Intelligence professionals have gone to great lengths to accommodate the president's toddler-like attention span. It's apparently not enough.
Image: President Trump Signs Executive Order In Oval Office
President Donald Trump speaks before signing an executive order establishing regulatory reform officers and task forces in US agencies in Washington, DC on February 24, 2017.

As regular readers may recall, Donald Trump has long taken an interest in the presidential daily intelligence briefing. In fact, in 2014, he seemed convinced that Barack Obama wasn't taking the national-security briefings as seriously as he should.
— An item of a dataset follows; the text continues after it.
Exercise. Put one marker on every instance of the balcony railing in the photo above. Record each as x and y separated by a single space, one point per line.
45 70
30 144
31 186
"Fact – Obama does not read his intelligence briefings," Trump complained, making up details that in no way reflected reality. Around the same time, Trump added, "Obama has missed 58% of his intelligence briefings" – which, again, was completely untrue.

All of this seemed quite ironic when, during Trump's presidential transition process, he skipped nearly all of his intelligence briefings. Asked why, the Republican told Fox News in December 2016, "Well, I get it when I need it... I don't have to be told – you know, I'm, like, a smart person."

As his inauguration drew closer, Trump acknowledged that he likes very short intelligence briefings. "I like bullets or I like as little as possible," he explained in January 2017.

Intelligence professionals have gone to great lengths to accommodate the president's toddler-like attention span, preparing reports "with lots of graphics and maps." National Security Council officials have even learned that Trump is likely to stop reading important materials unless he sees his name, so they include his name in "as many paragraphs" as possible.

It's against this backdrop that the Washington Post had this remarkable report this morning:

For much of the past year, President Trump has declined to participate in a practice followed by the past seven of his predecessors: He rarely if ever reads the President's Daily Brief, a document that lays out the most pressing information collected by U.S. intelligence agencies from hot spots around the world.Trump has opted to rely on an oral briefing of select intelligence issues in the Oval Office rather than getting the full written document delivered to review separately each day, according to three people familiar with his briefings.

Sometimes, a report can be both important and not surprising in the least.

The article added that he made clear months ago that he's "not interested in reviewing a personal copy of the written intelligence report known as the PDB, a highly classified summary prepared before dawn to provide the president with the best update on the world's events." The president's reluctance to read the intelligence materials, the article went on to say, "could hamper his ability to respond to crises in the most effective manner, intelligence experts warned."

Well, yes, that makes sense. The trouble is, Trump has a lot of cable news to watch and golf to play, so we'll all have to adjust our expectations accordingly.

Indeed, many (including me) have marveled at the fact that this president seems to ignore U.S. intelligence and instead believes whatever nonsense he happens to see via conservative media, and the reason why is starting to come into sharper focus: he's not actually reading what intelligence professionals prepare for him.

Maybe the president gets what he needs from oral interactions with intelligence professionals? Maybe not.

Leon Panetta, a former CIA director and defense secretary for President Barack Obama, said Trump could miss important context and nuance if he is relying solely on an oral briefing. The arrangement also increases pressure on the president's national security team, which cannot entirely replace a well-informed commander in chief, he said."Something will be missed," Panetta said. "If for some reason his instincts on what should be done are not backed up by the intelligence because he hasn't taken the time to read that intel, it increases the risk that he will make a mistake."

Part of the problem may stem from the fact that Trump, by his own admission, doesn't like to read because he doesn't think he has to. The Republican told the Washington Post in July 2016 that he believes he reaches the right decisions "with very little knowledge other than the knowledge I [already] had, plus the words 'common sense,' because I have a lot of common sense."

Last summer, the Post had a piece on White House National Security Advisor H.R. McMaster, noting that one of the three-star general's challenges is "holding the attention of the president."

Specifically in reference to the war in Afghanistan, the article added, "even a single page of bullet points on the country seemed to tax the president's attention span on the subject."

A Trump confidant said at the time, "I call the president the two-minute man. The president has patience for a half-page."

Is it any wonder the PDB goes unread?